析:dp[i][j] 表示 第 i 场 j 胜的概率,每次只要算 i 相邻的且不是已经打过的 2 i-1次方个队,最后再选出概率最大的就好。
代码如下:
#pragma comment(linker, "/STACK:1024000000,1024000000")
#include <cstdio>
#include <string>
#include <cstdlib>
#include <cmath>
#include <iostream>
#include <cstring>
#include <set>
#include <queue>
#include <algorithm>
#include <vector>
#include <map>
#include <cctype>
#include <cmath>
#include <stack>
#define lson l,m,rt<<1
#define rson m+1,r,rt<<1|1
//#include <tr1/unordered_map>
#define freopenr freopen("in.txt", "r", stdin)

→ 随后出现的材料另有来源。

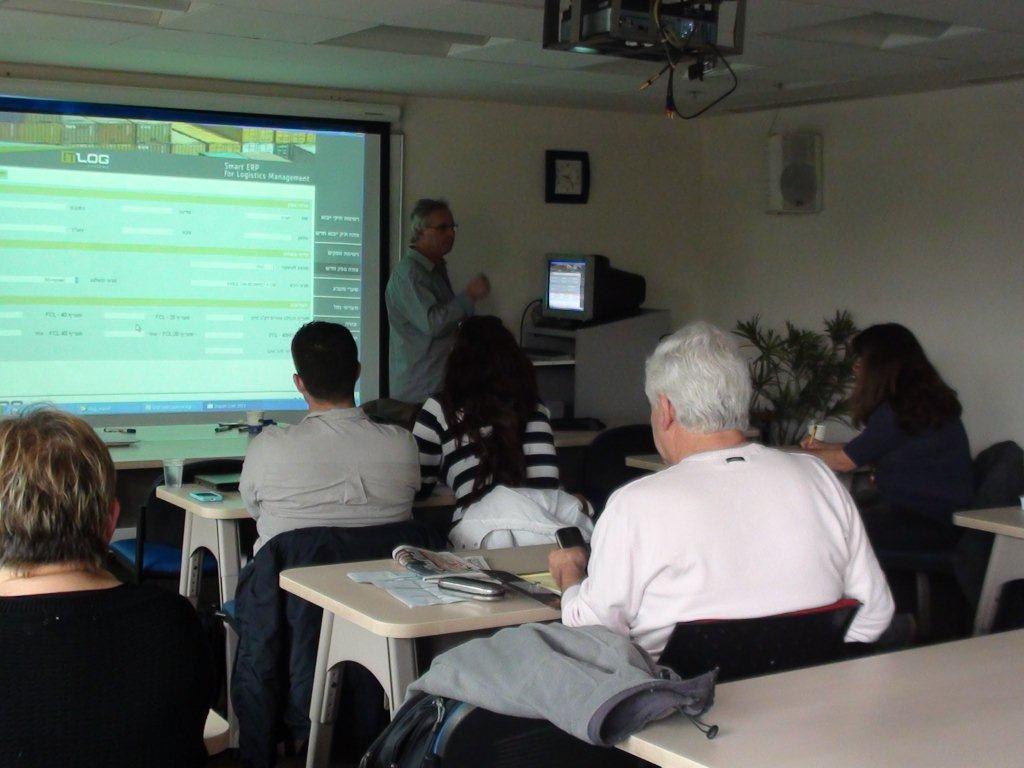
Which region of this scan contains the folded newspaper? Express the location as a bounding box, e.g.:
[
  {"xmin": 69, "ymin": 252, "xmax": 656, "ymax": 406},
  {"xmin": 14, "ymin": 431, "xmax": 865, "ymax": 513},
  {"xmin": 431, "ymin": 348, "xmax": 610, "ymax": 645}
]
[{"xmin": 391, "ymin": 544, "xmax": 489, "ymax": 582}]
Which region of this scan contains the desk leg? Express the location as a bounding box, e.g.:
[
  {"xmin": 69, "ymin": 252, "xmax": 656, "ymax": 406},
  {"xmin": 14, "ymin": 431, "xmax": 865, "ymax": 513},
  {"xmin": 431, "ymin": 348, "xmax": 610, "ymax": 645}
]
[
  {"xmin": 306, "ymin": 610, "xmax": 417, "ymax": 768},
  {"xmin": 385, "ymin": 637, "xmax": 420, "ymax": 718},
  {"xmin": 216, "ymin": 520, "xmax": 242, "ymax": 605},
  {"xmin": 178, "ymin": 512, "xmax": 203, "ymax": 605},
  {"xmin": 974, "ymin": 535, "xmax": 1024, "ymax": 635}
]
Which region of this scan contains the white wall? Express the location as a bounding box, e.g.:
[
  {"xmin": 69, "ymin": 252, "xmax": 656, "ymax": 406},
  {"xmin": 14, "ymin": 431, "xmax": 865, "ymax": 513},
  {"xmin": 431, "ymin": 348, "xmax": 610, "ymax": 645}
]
[
  {"xmin": 391, "ymin": 98, "xmax": 700, "ymax": 329},
  {"xmin": 692, "ymin": 82, "xmax": 1024, "ymax": 451}
]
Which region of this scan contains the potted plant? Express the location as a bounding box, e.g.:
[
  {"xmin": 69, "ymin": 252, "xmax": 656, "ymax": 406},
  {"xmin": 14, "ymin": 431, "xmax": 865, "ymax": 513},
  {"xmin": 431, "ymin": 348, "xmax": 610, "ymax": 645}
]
[{"xmin": 733, "ymin": 310, "xmax": 857, "ymax": 445}]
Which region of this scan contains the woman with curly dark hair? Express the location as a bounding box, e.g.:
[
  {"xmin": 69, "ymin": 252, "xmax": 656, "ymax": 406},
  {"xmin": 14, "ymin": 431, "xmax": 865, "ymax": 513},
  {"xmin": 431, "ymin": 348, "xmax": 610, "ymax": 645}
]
[
  {"xmin": 413, "ymin": 316, "xmax": 559, "ymax": 519},
  {"xmin": 803, "ymin": 323, "xmax": 974, "ymax": 550}
]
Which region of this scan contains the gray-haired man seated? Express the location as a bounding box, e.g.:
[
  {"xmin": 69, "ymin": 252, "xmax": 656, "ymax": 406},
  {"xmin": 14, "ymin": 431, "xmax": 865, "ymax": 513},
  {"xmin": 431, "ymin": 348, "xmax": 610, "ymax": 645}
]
[{"xmin": 549, "ymin": 323, "xmax": 893, "ymax": 656}]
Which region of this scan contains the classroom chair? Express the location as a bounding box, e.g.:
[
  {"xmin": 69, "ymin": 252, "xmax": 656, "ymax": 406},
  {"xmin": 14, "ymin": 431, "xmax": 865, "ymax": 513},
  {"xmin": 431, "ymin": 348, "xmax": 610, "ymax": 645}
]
[
  {"xmin": 110, "ymin": 459, "xmax": 242, "ymax": 584},
  {"xmin": 582, "ymin": 424, "xmax": 656, "ymax": 517},
  {"xmin": 230, "ymin": 520, "xmax": 446, "ymax": 768},
  {"xmin": 876, "ymin": 440, "xmax": 1024, "ymax": 637},
  {"xmin": 658, "ymin": 599, "xmax": 860, "ymax": 683}
]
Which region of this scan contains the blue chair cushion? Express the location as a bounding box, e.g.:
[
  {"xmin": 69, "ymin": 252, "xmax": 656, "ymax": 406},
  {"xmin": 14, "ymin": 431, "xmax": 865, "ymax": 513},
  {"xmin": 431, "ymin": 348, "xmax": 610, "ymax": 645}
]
[{"xmin": 111, "ymin": 539, "xmax": 217, "ymax": 575}]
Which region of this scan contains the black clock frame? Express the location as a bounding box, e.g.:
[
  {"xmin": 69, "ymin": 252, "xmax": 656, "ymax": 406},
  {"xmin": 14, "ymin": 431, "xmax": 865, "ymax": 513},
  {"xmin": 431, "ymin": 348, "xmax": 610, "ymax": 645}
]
[{"xmin": 544, "ymin": 150, "xmax": 590, "ymax": 204}]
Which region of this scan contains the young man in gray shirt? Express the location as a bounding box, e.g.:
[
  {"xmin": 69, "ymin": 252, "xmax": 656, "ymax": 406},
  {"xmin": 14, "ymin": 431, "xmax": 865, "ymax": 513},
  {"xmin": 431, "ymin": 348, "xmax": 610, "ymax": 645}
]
[{"xmin": 239, "ymin": 322, "xmax": 420, "ymax": 550}]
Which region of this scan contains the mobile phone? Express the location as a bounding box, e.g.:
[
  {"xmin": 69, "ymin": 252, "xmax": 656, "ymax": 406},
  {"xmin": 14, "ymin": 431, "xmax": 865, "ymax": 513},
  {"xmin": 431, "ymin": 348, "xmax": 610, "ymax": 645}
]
[
  {"xmin": 555, "ymin": 525, "xmax": 587, "ymax": 549},
  {"xmin": 437, "ymin": 577, "xmax": 505, "ymax": 600},
  {"xmin": 188, "ymin": 490, "xmax": 224, "ymax": 502}
]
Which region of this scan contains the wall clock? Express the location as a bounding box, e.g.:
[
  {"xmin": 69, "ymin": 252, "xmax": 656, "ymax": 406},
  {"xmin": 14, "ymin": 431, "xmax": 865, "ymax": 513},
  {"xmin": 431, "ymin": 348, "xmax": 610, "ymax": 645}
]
[{"xmin": 544, "ymin": 150, "xmax": 590, "ymax": 203}]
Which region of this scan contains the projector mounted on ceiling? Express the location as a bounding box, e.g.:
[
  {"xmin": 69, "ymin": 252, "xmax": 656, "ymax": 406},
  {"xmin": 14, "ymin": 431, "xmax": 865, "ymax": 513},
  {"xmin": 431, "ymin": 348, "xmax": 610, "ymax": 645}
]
[{"xmin": 544, "ymin": 0, "xmax": 746, "ymax": 61}]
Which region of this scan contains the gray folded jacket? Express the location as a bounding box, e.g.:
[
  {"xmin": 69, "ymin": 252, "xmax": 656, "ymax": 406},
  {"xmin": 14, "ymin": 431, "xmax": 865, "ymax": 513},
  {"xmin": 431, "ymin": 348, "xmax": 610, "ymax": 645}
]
[{"xmin": 407, "ymin": 624, "xmax": 717, "ymax": 746}]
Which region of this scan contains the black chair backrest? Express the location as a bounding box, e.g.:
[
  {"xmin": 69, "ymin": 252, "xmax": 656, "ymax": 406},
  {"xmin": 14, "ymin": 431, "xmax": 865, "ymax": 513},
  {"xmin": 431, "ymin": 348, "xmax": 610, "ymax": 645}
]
[
  {"xmin": 583, "ymin": 424, "xmax": 656, "ymax": 514},
  {"xmin": 974, "ymin": 440, "xmax": 1024, "ymax": 509},
  {"xmin": 658, "ymin": 599, "xmax": 860, "ymax": 683},
  {"xmin": 438, "ymin": 705, "xmax": 634, "ymax": 768}
]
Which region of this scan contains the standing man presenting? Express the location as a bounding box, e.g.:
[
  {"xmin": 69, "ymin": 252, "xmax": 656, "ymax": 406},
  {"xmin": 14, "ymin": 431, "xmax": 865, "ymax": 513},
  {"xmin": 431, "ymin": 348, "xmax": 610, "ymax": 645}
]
[{"xmin": 386, "ymin": 199, "xmax": 490, "ymax": 404}]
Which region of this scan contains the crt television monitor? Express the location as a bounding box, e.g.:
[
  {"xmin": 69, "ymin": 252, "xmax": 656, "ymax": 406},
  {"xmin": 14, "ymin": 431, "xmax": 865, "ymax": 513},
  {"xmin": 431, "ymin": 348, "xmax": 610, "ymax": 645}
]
[{"xmin": 544, "ymin": 254, "xmax": 599, "ymax": 322}]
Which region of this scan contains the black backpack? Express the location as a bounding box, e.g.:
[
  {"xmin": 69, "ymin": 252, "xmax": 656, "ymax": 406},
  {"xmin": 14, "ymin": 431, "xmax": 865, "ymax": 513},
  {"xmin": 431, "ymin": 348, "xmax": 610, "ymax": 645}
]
[
  {"xmin": 359, "ymin": 693, "xmax": 640, "ymax": 768},
  {"xmin": 359, "ymin": 694, "xmax": 451, "ymax": 768}
]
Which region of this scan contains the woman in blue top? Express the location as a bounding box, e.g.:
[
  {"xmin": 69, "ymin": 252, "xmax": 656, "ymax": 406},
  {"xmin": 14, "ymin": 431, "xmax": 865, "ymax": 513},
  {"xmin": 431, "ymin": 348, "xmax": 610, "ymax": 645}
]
[{"xmin": 804, "ymin": 323, "xmax": 974, "ymax": 550}]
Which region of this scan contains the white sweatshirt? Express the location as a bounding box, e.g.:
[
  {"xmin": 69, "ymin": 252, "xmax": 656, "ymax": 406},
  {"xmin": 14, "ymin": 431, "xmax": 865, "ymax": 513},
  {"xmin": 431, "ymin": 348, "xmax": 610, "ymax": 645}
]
[{"xmin": 562, "ymin": 444, "xmax": 894, "ymax": 657}]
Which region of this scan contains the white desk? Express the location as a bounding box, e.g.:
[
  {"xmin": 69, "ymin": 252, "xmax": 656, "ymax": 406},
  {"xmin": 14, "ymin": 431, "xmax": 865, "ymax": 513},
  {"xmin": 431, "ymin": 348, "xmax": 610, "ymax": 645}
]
[
  {"xmin": 953, "ymin": 507, "xmax": 1024, "ymax": 635},
  {"xmin": 157, "ymin": 483, "xmax": 249, "ymax": 605},
  {"xmin": 281, "ymin": 545, "xmax": 560, "ymax": 768},
  {"xmin": 620, "ymin": 631, "xmax": 1024, "ymax": 768},
  {"xmin": 108, "ymin": 424, "xmax": 600, "ymax": 470},
  {"xmin": 157, "ymin": 483, "xmax": 455, "ymax": 605}
]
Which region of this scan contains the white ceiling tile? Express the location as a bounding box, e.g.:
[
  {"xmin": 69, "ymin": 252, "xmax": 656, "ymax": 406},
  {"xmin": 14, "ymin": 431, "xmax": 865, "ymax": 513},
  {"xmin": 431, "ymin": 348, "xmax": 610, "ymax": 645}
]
[
  {"xmin": 0, "ymin": 7, "xmax": 145, "ymax": 43},
  {"xmin": 899, "ymin": 32, "xmax": 1024, "ymax": 61},
  {"xmin": 161, "ymin": 3, "xmax": 372, "ymax": 43},
  {"xmin": 746, "ymin": 0, "xmax": 863, "ymax": 35},
  {"xmin": 449, "ymin": 38, "xmax": 596, "ymax": 70},
  {"xmin": 794, "ymin": 0, "xmax": 1024, "ymax": 33},
  {"xmin": 0, "ymin": 0, "xmax": 1024, "ymax": 113},
  {"xmin": 208, "ymin": 0, "xmax": 454, "ymax": 24},
  {"xmin": 385, "ymin": 0, "xmax": 544, "ymax": 44}
]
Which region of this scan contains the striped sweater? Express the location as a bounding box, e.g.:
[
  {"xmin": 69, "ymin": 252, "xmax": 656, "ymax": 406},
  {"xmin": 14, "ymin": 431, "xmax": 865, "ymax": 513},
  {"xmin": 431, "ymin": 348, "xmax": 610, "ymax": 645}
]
[{"xmin": 413, "ymin": 397, "xmax": 559, "ymax": 502}]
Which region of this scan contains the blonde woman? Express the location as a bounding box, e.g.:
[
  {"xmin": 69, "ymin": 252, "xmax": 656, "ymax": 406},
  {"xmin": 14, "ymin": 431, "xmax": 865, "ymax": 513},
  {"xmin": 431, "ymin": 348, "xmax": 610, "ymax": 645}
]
[{"xmin": 0, "ymin": 410, "xmax": 214, "ymax": 768}]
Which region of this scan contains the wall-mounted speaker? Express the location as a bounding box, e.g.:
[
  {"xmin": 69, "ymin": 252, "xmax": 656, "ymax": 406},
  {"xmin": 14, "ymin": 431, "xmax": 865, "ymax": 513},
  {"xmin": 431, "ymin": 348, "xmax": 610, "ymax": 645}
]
[{"xmin": 768, "ymin": 133, "xmax": 822, "ymax": 213}]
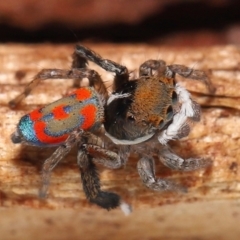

#define freopenw freopen("out.txt", "w", stdout)
using namespace std;
//using namespace std :: tr1;
typedef long long LL;
typedef pair<int, int> P;
const int INF = 0x3f3f3f3f;
const double inf = 0x3f3f3f3f3f3f;
const LL LNF = 0x3f3f3f3f3f3f;
const double PI = acos(-1.0);
const double eps = 1e-8;
const int maxn = 5e4 + 5;
const LL mod = 10000000000007;
const int N = 1e6 + 5;
const int dr[] = {-1, 0, 1, 0, 1, 1, -1, -1};
const int dc[] = {0, 1, 0, -1, 1, -1, 1, -1};
const char *Hex[] = {"0000", "0001", "0010", "0011", "0100", "0101", "0110", "0111", "1000", "1001", "1010", "1011", "1100", "1101", "1110", "1111"};
inline LL gcd(LL a, LL b){ return b == 0 ? a : gcd(b, a%b); }
int n, m;
const int mon[] = {0, 31, 28, 31, 30, 31, 30, 31, 31, 30, 31, 30, 31};
const int monn[] = {0, 31, 29, 31, 30, 31, 30, 31, 31, 30, 31, 30, 31};
inline int Min(int a, int b){ return a < b ? a : b; }
inline int Max(int a, int b){ return a > b ? a : b; }
inline LL Min(LL a, LL b){ return a < b ? a : b; }
inline LL Max(LL a, LL b){ return a > b ? a : b; }
inline bool is_in(int r, int c){
return r >= 0 && r < n && c >= 0 && c < m;
}
double a[150][150];
double dp[10][150];
int f[10];
int main(){
f[0] = 1;
for(int i = 1; i < 10; ++i) f[i] = f[i-1] * 2;
for(int i = 0; i < 150; ++i) dp[0][i] = 1.0;
while(scanf("%d", &n) == 1 && n >= 0){
for(int i = 1; i <= f[n]; ++i)
for(int j = 1; j <= f[n]; ++j)
scanf("%lf", &a[i][j]);
for(int i = 1; i <= n; ++i)
for(int j = 1; j <= f[n]; ++j)
dp[i][j] = 0.0;
for(int i = 1; i <= n; ++i)
for(int j = 1; j <= f[n]; j += f[i])
for(int k = j; k < j+f[i-1]; ++k)
for(int l = j+f[i-1]; l < j+f[i-1]+f[i-1]; ++l){
dp[i][k] += dp[i-1][k] * dp[i-1][l] * a[k][l];
dp[i][l] += dp[i-1][k] * dp[i-1][l] * a[l][k];
}
double ans = 0.0;
int idx = -1;
for(int i = 1; i <= f[n]; ++i) if(dp[n][i]-ans >= eps){
ans = dp[n][i];
idx = i;
}
printf("%d\n", idx);
}
return 0;
}
POJ 3071 Football (概率DP)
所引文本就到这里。